»US Open sind niemals einfach. Das war ein unglaublich harter Test für uns alle heute. Einige haben ihn bestanden, andere nicht. - Ian Poulter«
SPIEL'S NOCH EINMAL, BROOKS
Auch am Sonntag präsentiert sich Southampton in feinstem Champagnerwetter und in der Skybox hoch über der riesigen Tribüne neben Grün 16 fließen Bier und Margaritas in Strömen. Die glücklichen Besitzer von VIP-Pässen, die den Eintritt hier hinauf ermöglichen, sind zwar allesamt längst nicht mehr in der Lage, ein Kfz zu steuern oder auch nur in einer geraden Linie zu laufen. Ihre Einschätzung der sich vor unseren Augen entfaltenden Finalrunde ist jedoch auf den Punkt. "Der Shit-Job der USGA gestern hat dafür gesorgt, dass das Feld heute nah beieinanderliegt. Gut gemacht!", freut sich Andy, nach eigenen Angaben Besitzer einer kleinen Pizzeria in Brooklyn oder einfach nur ein für New York nicht untypisches Großmaul.

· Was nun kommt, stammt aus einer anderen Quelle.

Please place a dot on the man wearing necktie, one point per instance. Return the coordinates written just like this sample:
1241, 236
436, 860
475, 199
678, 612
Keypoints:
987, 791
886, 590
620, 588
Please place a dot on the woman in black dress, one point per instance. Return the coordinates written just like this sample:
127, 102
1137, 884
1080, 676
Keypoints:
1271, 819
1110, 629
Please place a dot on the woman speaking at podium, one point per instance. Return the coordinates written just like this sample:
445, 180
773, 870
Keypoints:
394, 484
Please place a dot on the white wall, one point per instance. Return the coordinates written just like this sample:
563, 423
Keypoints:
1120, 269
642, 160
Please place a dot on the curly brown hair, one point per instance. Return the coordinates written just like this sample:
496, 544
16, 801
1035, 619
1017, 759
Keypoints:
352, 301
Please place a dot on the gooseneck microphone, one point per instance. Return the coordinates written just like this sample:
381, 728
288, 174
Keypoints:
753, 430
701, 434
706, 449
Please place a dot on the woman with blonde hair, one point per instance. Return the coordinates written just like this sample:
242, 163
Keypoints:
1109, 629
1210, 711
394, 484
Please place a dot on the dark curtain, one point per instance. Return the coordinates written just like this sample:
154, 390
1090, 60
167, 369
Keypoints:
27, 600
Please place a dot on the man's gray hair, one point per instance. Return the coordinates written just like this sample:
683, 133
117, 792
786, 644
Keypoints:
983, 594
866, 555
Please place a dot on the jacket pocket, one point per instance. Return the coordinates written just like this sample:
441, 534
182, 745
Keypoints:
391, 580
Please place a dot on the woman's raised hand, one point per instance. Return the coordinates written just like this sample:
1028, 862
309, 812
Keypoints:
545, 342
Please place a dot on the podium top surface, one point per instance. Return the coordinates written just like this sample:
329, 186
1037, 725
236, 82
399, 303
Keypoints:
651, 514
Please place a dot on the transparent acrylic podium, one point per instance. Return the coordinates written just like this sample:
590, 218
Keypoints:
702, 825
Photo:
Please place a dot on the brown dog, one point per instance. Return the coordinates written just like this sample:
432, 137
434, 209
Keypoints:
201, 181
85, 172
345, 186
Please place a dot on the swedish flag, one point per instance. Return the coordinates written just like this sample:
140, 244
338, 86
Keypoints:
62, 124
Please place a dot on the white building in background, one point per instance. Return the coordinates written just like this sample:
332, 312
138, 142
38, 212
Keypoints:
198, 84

Dennoch hat er absolut recht, denn der grenzwertige Golfplatz des Vortags hatte für das Turnier denselben Effekt wie das Safety-Car für einen Formel 1 Grand Prix: Ein versprengtes Starterfeld mit einem souverän Führenden wurde wieder zusammengeführt und so gehen an diesem Sonntag mindestens zehn Spieler auf die letzte Runde in Shinnecock und können sich berechtigte Hoffnungen machen, am Ende des Tages die US Open Trophy in Empfang zu nehmen. Zuvor stellte jedoch eine ganze Armee älterer Herren in USGA-Jackets seit den frühen Morgenstunden jedes der 18 Grüns aufsuchend sicher, dass sich das Chaos und das Gemetzel des Samstags nicht wiederholt. Fünf Fahnenpositionen, die bereits vor Wochen für die Finalrunde festgelegt wurden, werden wenige Stunden bevor "Beef" Johnston als Einzelkämpfer den Finaltag eröffnet, sichtlich entschärft.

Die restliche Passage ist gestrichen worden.